CEBPs are similar to other spending measures used in payment programs, such as the Medicare Spending Per Beneficiary, but are more clinically relevant because their focus on episodes more closely reflects clinical practice. CEBPs and Medicare Spending Per Beneficiary have similar designs (eg, same episode windows) and purpose (eg, to capture the cost efficiency of hospital care).3 However, unlike CEBPs, Medicare Spending Per Beneficiary is a “global” measure that summarizes a hospital’s cost efficiency aggregated across all inpatient episodes rather than represent it based on specific conditions or procedures.4 The limitations of publicly reported global hospital measures—for instance, the poor correlation between hospital performance on distinct publicly reported quality measures5—highlight the potential utility of episode-specific spending measures such as CEBP.

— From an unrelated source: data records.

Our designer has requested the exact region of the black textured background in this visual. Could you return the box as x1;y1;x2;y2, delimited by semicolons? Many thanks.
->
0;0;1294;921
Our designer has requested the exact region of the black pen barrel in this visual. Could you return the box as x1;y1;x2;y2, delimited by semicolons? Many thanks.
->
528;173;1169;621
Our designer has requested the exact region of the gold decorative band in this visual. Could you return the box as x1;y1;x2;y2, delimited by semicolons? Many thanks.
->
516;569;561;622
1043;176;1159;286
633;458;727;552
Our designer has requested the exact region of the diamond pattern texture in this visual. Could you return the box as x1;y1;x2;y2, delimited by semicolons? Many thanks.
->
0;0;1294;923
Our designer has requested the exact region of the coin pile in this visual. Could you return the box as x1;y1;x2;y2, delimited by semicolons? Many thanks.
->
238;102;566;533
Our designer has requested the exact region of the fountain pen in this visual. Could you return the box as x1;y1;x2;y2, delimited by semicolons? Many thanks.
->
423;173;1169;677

Compared with episode-based payment models, initiatives such as CEBP measures have gone largely unstudied. However, they represent signals of Medicare’s growing commitment to addressing care episodes, tested without potentially tedious rulemaking required to change payment. In fact, publicly reported episode spending measures offer policymakers several interrelated benefits: the ability to rapidly evaluate performance at a large number of hospitals (eg, Medicare scaling up CEBP measures among all eligible hospitals nationwide), the option of leveraging publicly reported feedback to prompt clinical improvements (eg, by including CEBP measures in the Hospital Inpatient Quality Reporting Program), and the platform for developing and testing promising spending measures for subsequent use in formal payment models (eg, by using CEBP measures that possess large variation or cost-reduction opportunities in future bundled payment programs).
Despite these benefits, little is known about hospital performance on publicly reported episode-specific spending measures. We addressed this knowledge gap by providing what is, to our knowledge, the first nationwide description of hospital performance on such measures. We also evaluated which episode components accounted for spending variation in procedural vs condition episodes, examined whether CEBP measures can be used to effectively identify high- vs low-cost hospitals, and compared spending performance on CEBPs vs Medicare Spending Per Beneficiary.